Wednesday, November 17, 2010

14 Republican Vote for New Nanny State Regulations on Food Producers

If there is anything that is clear from the outcome of the elections, it is that we have barely changed the Senate.  Yes, we have gained some seats and moved some Republican open seats to the right for the 112th congress.  However, there are still many Republicans that remain in the Senate who have shown no signs of changing their big government tendencies.  Today, 14 Republicans joined every Democrat (except Ben Nelson, who is obviously pandering to keep his seat) to invoke cloture on the FDA Food Safety Modernization Act (S. 510).  Aside for the fact that this bill will add more layers of bureaucracy and expenses to the FDA and DOA, it will also burden food producers with more onerous regulations and kill jobs.  There is no evidence that this will improve the safety of our food, which is already the safest in the world.  As Tom Coburn so aptly explained:

"Fixing the real problems is about making the bureaucracy work right, not adding more layers and rules and bureaucracy," Coburn said. "I want us to have food safety, but for every dollar additionally spent, how much can you really improve? We have the safest food in the world, but you can't get to 100 percent. So at what point do you stop spending additional dollars? It's like homeland security. Can we ever spend enough money to be absolutely sure nothing happens? No, we can't."

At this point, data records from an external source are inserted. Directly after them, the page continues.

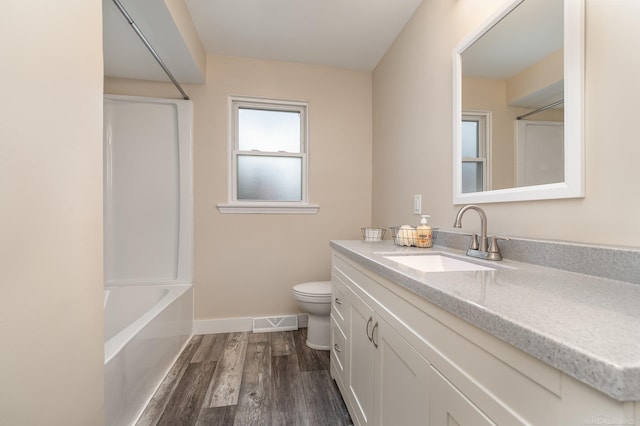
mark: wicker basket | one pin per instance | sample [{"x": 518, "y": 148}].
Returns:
[{"x": 403, "y": 236}]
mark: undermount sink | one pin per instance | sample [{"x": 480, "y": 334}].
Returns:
[{"x": 437, "y": 263}]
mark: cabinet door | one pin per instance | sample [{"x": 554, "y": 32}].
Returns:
[
  {"x": 360, "y": 360},
  {"x": 449, "y": 407},
  {"x": 338, "y": 353},
  {"x": 402, "y": 379}
]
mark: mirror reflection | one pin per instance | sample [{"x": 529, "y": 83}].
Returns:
[{"x": 512, "y": 90}]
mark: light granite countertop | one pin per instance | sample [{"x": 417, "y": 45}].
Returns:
[{"x": 585, "y": 326}]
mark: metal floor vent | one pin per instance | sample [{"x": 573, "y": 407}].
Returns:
[{"x": 269, "y": 324}]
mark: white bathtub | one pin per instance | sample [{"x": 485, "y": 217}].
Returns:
[{"x": 145, "y": 329}]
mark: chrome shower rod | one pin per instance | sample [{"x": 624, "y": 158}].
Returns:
[{"x": 150, "y": 48}]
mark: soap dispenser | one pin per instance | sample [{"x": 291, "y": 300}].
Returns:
[{"x": 424, "y": 234}]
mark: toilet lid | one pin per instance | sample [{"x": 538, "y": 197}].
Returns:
[{"x": 315, "y": 288}]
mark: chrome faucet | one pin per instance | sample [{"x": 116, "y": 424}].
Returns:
[{"x": 487, "y": 248}]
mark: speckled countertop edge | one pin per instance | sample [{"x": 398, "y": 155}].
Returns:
[{"x": 587, "y": 327}]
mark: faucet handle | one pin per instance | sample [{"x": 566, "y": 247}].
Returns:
[
  {"x": 493, "y": 244},
  {"x": 474, "y": 242}
]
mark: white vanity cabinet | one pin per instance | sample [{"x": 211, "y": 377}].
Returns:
[
  {"x": 405, "y": 361},
  {"x": 385, "y": 380}
]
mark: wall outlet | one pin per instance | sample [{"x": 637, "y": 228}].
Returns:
[{"x": 417, "y": 204}]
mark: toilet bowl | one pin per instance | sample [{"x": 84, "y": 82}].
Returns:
[{"x": 315, "y": 299}]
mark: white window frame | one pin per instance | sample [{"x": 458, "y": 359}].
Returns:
[
  {"x": 234, "y": 205},
  {"x": 483, "y": 118}
]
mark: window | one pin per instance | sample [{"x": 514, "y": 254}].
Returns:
[
  {"x": 268, "y": 155},
  {"x": 475, "y": 147}
]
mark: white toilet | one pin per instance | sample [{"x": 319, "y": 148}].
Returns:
[{"x": 315, "y": 299}]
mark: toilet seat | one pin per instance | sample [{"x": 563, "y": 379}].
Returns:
[{"x": 313, "y": 292}]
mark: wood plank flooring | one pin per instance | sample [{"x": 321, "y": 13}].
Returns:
[{"x": 268, "y": 379}]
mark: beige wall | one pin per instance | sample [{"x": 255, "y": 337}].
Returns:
[
  {"x": 412, "y": 116},
  {"x": 245, "y": 265},
  {"x": 51, "y": 361}
]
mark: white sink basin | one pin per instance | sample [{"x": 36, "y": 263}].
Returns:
[{"x": 437, "y": 263}]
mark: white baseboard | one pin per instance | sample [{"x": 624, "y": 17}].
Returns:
[{"x": 231, "y": 325}]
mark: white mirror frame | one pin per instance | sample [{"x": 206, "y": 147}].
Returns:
[{"x": 573, "y": 186}]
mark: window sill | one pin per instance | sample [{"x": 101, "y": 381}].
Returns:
[{"x": 267, "y": 208}]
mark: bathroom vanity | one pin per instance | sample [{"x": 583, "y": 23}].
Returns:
[{"x": 513, "y": 345}]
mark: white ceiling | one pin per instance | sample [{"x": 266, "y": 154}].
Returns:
[
  {"x": 351, "y": 34},
  {"x": 342, "y": 33}
]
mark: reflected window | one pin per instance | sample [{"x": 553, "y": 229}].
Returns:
[
  {"x": 270, "y": 151},
  {"x": 474, "y": 148}
]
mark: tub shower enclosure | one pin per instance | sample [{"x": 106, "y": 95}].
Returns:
[{"x": 148, "y": 311}]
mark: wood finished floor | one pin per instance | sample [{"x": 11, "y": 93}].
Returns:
[{"x": 268, "y": 379}]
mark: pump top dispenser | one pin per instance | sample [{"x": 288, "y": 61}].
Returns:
[{"x": 424, "y": 234}]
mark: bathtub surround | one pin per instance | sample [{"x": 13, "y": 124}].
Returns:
[
  {"x": 148, "y": 313},
  {"x": 246, "y": 264},
  {"x": 146, "y": 328}
]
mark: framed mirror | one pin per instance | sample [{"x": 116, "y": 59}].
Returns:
[{"x": 518, "y": 105}]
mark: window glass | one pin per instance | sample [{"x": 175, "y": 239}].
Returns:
[
  {"x": 268, "y": 131},
  {"x": 266, "y": 178},
  {"x": 470, "y": 139},
  {"x": 471, "y": 176}
]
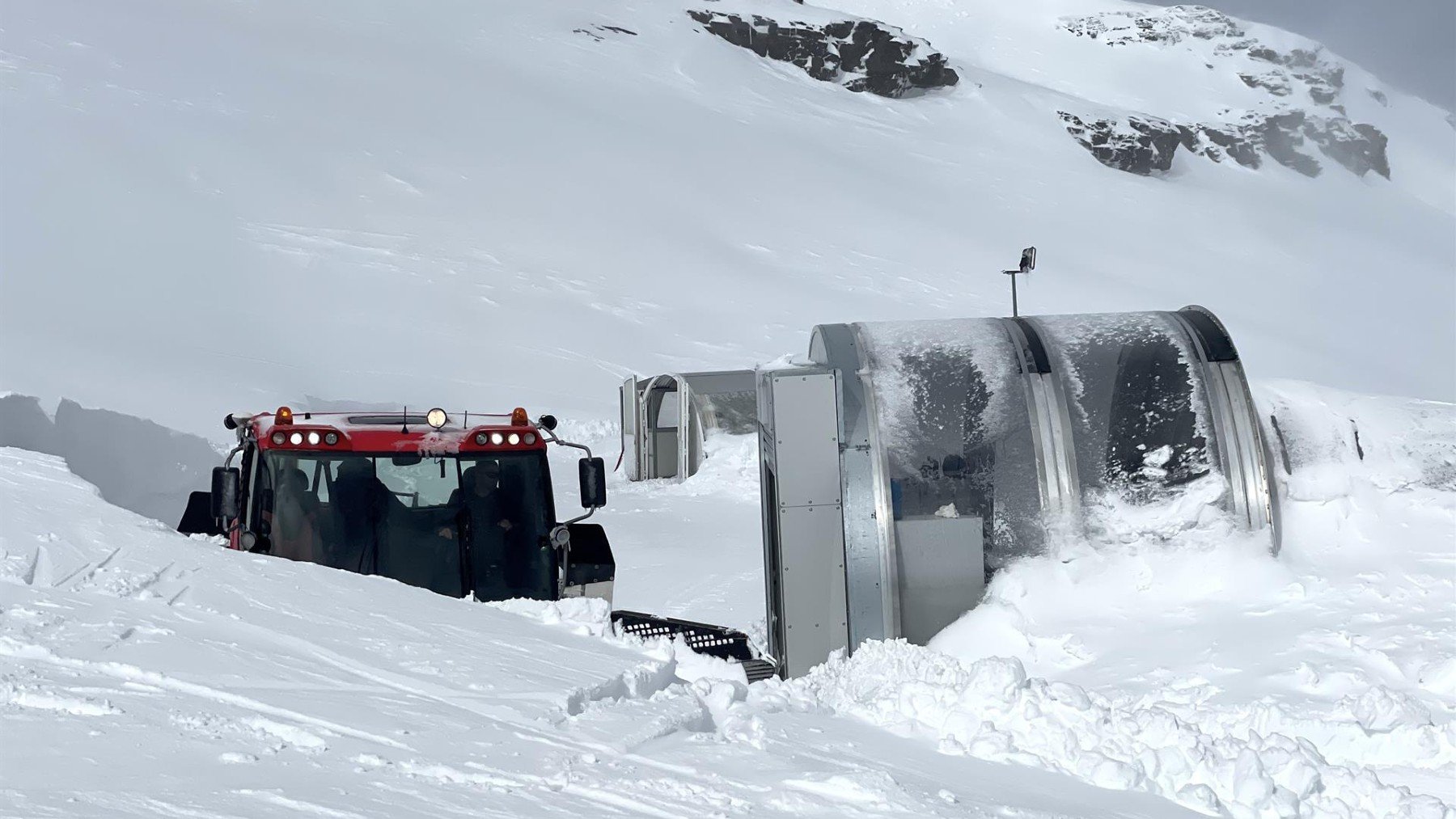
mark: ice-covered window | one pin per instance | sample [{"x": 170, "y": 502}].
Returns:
[
  {"x": 953, "y": 418},
  {"x": 1137, "y": 403}
]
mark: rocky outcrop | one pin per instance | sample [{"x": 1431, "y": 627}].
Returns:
[
  {"x": 862, "y": 56},
  {"x": 1146, "y": 146},
  {"x": 1299, "y": 121},
  {"x": 1135, "y": 145}
]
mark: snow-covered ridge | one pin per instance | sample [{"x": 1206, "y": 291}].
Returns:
[
  {"x": 864, "y": 56},
  {"x": 1301, "y": 116}
]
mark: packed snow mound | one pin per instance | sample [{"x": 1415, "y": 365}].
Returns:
[
  {"x": 992, "y": 710},
  {"x": 476, "y": 205},
  {"x": 143, "y": 673},
  {"x": 1343, "y": 644}
]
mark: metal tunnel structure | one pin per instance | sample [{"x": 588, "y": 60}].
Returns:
[
  {"x": 906, "y": 462},
  {"x": 664, "y": 420}
]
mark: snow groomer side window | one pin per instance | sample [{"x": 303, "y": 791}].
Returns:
[
  {"x": 1137, "y": 405},
  {"x": 954, "y": 422}
]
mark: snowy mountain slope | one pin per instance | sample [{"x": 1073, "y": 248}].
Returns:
[
  {"x": 218, "y": 205},
  {"x": 1318, "y": 682},
  {"x": 146, "y": 673}
]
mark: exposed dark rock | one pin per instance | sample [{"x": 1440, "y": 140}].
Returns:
[
  {"x": 862, "y": 56},
  {"x": 1288, "y": 127},
  {"x": 1133, "y": 145},
  {"x": 1281, "y": 136},
  {"x": 1288, "y": 72},
  {"x": 1146, "y": 146},
  {"x": 1353, "y": 145},
  {"x": 597, "y": 36},
  {"x": 1165, "y": 27},
  {"x": 1274, "y": 83}
]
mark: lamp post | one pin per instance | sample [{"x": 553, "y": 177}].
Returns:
[{"x": 1028, "y": 262}]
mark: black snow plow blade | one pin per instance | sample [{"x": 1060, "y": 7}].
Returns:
[{"x": 713, "y": 640}]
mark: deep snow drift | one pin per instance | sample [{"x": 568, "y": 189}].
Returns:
[
  {"x": 211, "y": 207},
  {"x": 1166, "y": 655},
  {"x": 147, "y": 673}
]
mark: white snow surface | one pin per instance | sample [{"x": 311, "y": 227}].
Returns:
[
  {"x": 218, "y": 205},
  {"x": 213, "y": 207},
  {"x": 147, "y": 673}
]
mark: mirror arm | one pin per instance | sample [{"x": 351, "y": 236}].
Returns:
[
  {"x": 580, "y": 518},
  {"x": 552, "y": 438}
]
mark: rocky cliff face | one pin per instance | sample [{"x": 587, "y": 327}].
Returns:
[
  {"x": 1301, "y": 121},
  {"x": 864, "y": 56}
]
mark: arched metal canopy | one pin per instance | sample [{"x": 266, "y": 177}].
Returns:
[{"x": 961, "y": 444}]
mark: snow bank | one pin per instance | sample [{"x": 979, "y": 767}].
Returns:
[
  {"x": 992, "y": 710},
  {"x": 1335, "y": 658}
]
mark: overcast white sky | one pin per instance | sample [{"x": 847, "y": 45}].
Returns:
[{"x": 1410, "y": 44}]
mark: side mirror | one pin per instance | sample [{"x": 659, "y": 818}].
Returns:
[
  {"x": 226, "y": 482},
  {"x": 593, "y": 475}
]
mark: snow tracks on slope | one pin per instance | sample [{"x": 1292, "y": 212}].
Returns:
[{"x": 990, "y": 710}]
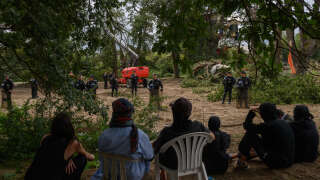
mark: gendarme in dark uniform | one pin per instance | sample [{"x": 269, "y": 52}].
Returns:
[
  {"x": 243, "y": 84},
  {"x": 114, "y": 85},
  {"x": 80, "y": 85},
  {"x": 134, "y": 84},
  {"x": 228, "y": 83},
  {"x": 7, "y": 86},
  {"x": 154, "y": 86},
  {"x": 106, "y": 79},
  {"x": 34, "y": 88},
  {"x": 92, "y": 86}
]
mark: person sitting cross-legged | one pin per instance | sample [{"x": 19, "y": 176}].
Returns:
[
  {"x": 215, "y": 158},
  {"x": 273, "y": 141},
  {"x": 306, "y": 135},
  {"x": 181, "y": 110},
  {"x": 124, "y": 138},
  {"x": 54, "y": 159}
]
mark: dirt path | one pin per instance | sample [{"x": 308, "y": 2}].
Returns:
[{"x": 202, "y": 110}]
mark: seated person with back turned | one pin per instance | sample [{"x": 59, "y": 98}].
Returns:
[
  {"x": 275, "y": 147},
  {"x": 181, "y": 110},
  {"x": 124, "y": 138},
  {"x": 54, "y": 159},
  {"x": 215, "y": 158},
  {"x": 306, "y": 135}
]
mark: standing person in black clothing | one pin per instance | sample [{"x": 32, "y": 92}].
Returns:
[
  {"x": 273, "y": 141},
  {"x": 154, "y": 86},
  {"x": 114, "y": 85},
  {"x": 134, "y": 84},
  {"x": 228, "y": 83},
  {"x": 34, "y": 88},
  {"x": 306, "y": 135},
  {"x": 181, "y": 111},
  {"x": 60, "y": 156},
  {"x": 7, "y": 87},
  {"x": 106, "y": 79},
  {"x": 243, "y": 85},
  {"x": 215, "y": 158},
  {"x": 92, "y": 86},
  {"x": 80, "y": 85}
]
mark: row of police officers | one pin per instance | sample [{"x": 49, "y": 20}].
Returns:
[{"x": 242, "y": 84}]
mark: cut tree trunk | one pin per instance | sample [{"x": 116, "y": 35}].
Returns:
[
  {"x": 176, "y": 59},
  {"x": 298, "y": 60}
]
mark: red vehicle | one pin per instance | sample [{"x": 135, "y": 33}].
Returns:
[{"x": 141, "y": 72}]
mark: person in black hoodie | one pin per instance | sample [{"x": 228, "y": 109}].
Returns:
[
  {"x": 273, "y": 141},
  {"x": 181, "y": 110},
  {"x": 215, "y": 158},
  {"x": 306, "y": 135}
]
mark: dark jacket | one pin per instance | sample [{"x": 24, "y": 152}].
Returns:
[
  {"x": 215, "y": 158},
  {"x": 7, "y": 85},
  {"x": 229, "y": 82},
  {"x": 155, "y": 84},
  {"x": 92, "y": 86},
  {"x": 244, "y": 83},
  {"x": 278, "y": 142},
  {"x": 169, "y": 158},
  {"x": 307, "y": 140}
]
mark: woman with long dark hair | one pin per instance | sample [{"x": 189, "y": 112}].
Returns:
[
  {"x": 54, "y": 159},
  {"x": 124, "y": 138},
  {"x": 306, "y": 135}
]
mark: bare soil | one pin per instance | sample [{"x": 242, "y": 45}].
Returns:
[{"x": 202, "y": 110}]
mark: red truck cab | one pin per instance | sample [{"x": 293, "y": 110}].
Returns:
[{"x": 141, "y": 72}]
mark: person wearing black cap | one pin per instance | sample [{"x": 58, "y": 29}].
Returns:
[
  {"x": 7, "y": 87},
  {"x": 114, "y": 85},
  {"x": 124, "y": 138},
  {"x": 272, "y": 141},
  {"x": 134, "y": 84},
  {"x": 92, "y": 86},
  {"x": 181, "y": 111},
  {"x": 306, "y": 135},
  {"x": 215, "y": 158},
  {"x": 243, "y": 85},
  {"x": 228, "y": 83},
  {"x": 154, "y": 86}
]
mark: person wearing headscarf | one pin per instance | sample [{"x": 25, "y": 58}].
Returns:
[
  {"x": 273, "y": 140},
  {"x": 60, "y": 155},
  {"x": 181, "y": 111},
  {"x": 215, "y": 158},
  {"x": 124, "y": 138},
  {"x": 306, "y": 135}
]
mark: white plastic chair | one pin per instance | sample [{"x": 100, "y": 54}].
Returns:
[
  {"x": 189, "y": 148},
  {"x": 117, "y": 161}
]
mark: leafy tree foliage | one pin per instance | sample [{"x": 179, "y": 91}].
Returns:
[{"x": 265, "y": 22}]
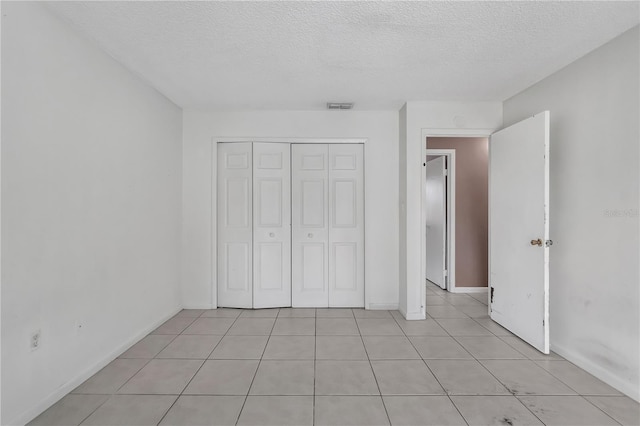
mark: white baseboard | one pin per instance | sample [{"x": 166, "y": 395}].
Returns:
[
  {"x": 383, "y": 306},
  {"x": 470, "y": 290},
  {"x": 199, "y": 306},
  {"x": 617, "y": 382},
  {"x": 56, "y": 396}
]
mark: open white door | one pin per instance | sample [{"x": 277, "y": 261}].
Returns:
[
  {"x": 271, "y": 225},
  {"x": 435, "y": 214},
  {"x": 519, "y": 229},
  {"x": 235, "y": 233}
]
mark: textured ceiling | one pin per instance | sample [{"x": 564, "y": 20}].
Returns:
[{"x": 299, "y": 55}]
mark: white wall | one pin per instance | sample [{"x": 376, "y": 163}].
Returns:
[
  {"x": 91, "y": 182},
  {"x": 381, "y": 189},
  {"x": 594, "y": 278},
  {"x": 451, "y": 118}
]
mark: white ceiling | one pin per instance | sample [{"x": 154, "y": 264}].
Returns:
[{"x": 299, "y": 55}]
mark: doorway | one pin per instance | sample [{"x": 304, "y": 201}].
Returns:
[{"x": 456, "y": 255}]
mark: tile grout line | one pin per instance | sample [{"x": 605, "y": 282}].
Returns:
[
  {"x": 371, "y": 366},
  {"x": 257, "y": 367},
  {"x": 110, "y": 395},
  {"x": 483, "y": 366},
  {"x": 432, "y": 373},
  {"x": 199, "y": 368}
]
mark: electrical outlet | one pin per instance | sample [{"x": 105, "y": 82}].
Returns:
[{"x": 35, "y": 340}]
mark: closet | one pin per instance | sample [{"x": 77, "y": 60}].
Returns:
[{"x": 290, "y": 225}]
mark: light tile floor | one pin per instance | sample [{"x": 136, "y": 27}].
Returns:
[{"x": 340, "y": 367}]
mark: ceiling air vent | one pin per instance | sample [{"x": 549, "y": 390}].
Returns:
[{"x": 339, "y": 105}]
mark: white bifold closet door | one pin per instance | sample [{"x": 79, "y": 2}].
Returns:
[
  {"x": 310, "y": 225},
  {"x": 235, "y": 225},
  {"x": 271, "y": 225},
  {"x": 254, "y": 234},
  {"x": 327, "y": 225},
  {"x": 346, "y": 225}
]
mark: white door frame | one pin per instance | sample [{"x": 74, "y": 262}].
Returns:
[
  {"x": 450, "y": 189},
  {"x": 424, "y": 134},
  {"x": 215, "y": 140}
]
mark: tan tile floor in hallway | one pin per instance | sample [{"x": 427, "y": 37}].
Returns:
[{"x": 340, "y": 367}]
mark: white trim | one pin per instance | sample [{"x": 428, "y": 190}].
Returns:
[
  {"x": 470, "y": 290},
  {"x": 382, "y": 306},
  {"x": 224, "y": 139},
  {"x": 424, "y": 134},
  {"x": 628, "y": 388},
  {"x": 199, "y": 306},
  {"x": 451, "y": 216},
  {"x": 66, "y": 388}
]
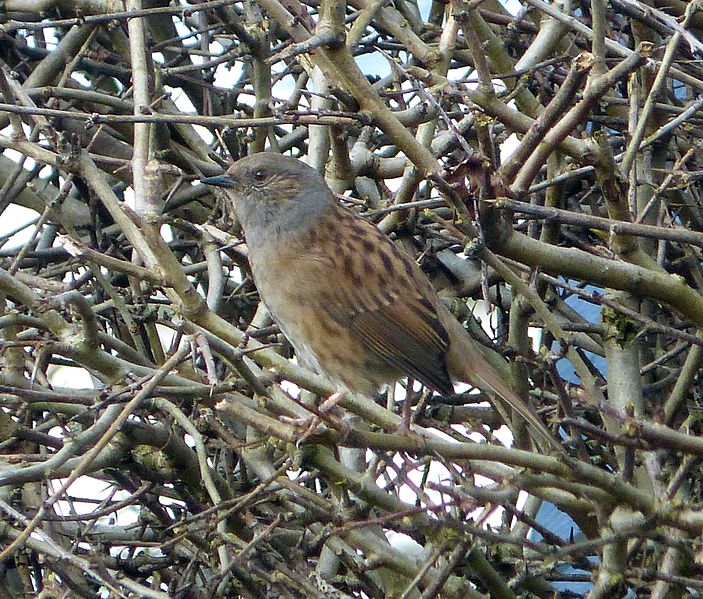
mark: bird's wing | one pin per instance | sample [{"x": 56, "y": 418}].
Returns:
[
  {"x": 409, "y": 337},
  {"x": 383, "y": 296}
]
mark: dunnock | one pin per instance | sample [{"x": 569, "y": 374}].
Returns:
[{"x": 354, "y": 306}]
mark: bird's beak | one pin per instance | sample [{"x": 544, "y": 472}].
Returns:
[{"x": 219, "y": 181}]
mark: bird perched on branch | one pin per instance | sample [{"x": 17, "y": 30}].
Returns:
[{"x": 355, "y": 307}]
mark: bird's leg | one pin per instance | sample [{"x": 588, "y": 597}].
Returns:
[
  {"x": 309, "y": 423},
  {"x": 404, "y": 426}
]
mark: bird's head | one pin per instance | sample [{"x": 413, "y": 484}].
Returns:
[{"x": 273, "y": 194}]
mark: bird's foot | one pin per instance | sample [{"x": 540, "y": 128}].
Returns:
[
  {"x": 305, "y": 424},
  {"x": 331, "y": 402}
]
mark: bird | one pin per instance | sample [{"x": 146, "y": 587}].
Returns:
[{"x": 354, "y": 306}]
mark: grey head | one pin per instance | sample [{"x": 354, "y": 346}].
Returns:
[{"x": 274, "y": 195}]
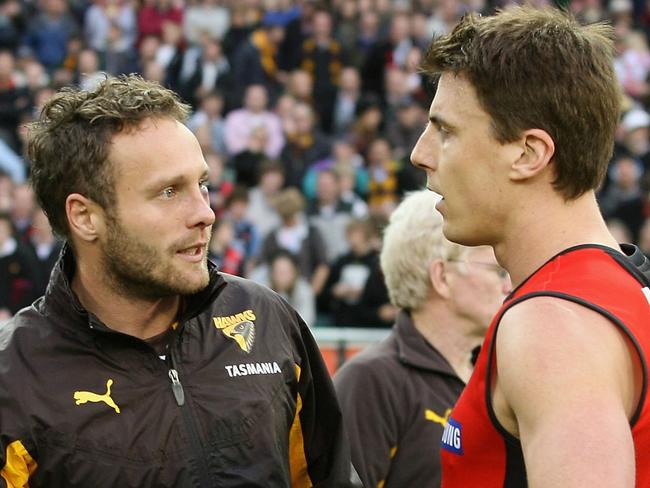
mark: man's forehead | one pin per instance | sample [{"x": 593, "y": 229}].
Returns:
[{"x": 456, "y": 100}]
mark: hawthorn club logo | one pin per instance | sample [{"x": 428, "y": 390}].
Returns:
[{"x": 239, "y": 327}]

Here is the list of Obama's Republicans:


Alexander (R-TN)
Barrasso (R-WY)
Collins (R-ME)
Corker (R-TN)
Enzi (R-WY)
Grassley (R-IA)
Gregg (R-NH)
Johanns (R-NE)
LeMieux (R-FL)
 Lugar (R-IN)
Snowe (R-ME)
Thune (R-SD)
 Vitter (R-LA)
Voinovich (R-OH)

I know that some of them will say that this bill is good policy.  After all, who wouldn't want to throw money into food safety?  But herein lies the problem.  Almost every egregious power grab that passes congress has some real or perceived minuscule ancillary benefit contained in the bill.  Maybe on some small scale the Sarbanes-Oxley bill encouraged financial transparency in corporations, but it turned out to be a job killing boot on the neck of small and mid-sized businesses.  The same thing is true for the food police bill.  Even Montana Democrat Jon Tester said, "It's going to put a nail in the coffin of our family food producers." Incidentally, like a good Reid puppy, he voted for cloture on the bill.

The bottom line is that if Republicans don't have the courage to oppose this sort of legislation, do you really think that they will reform the entitlement state?

1 comment:

teejay said...

Worse than the Obamacare power grab. These s.o.b.s deserve much worse than being voted out of office.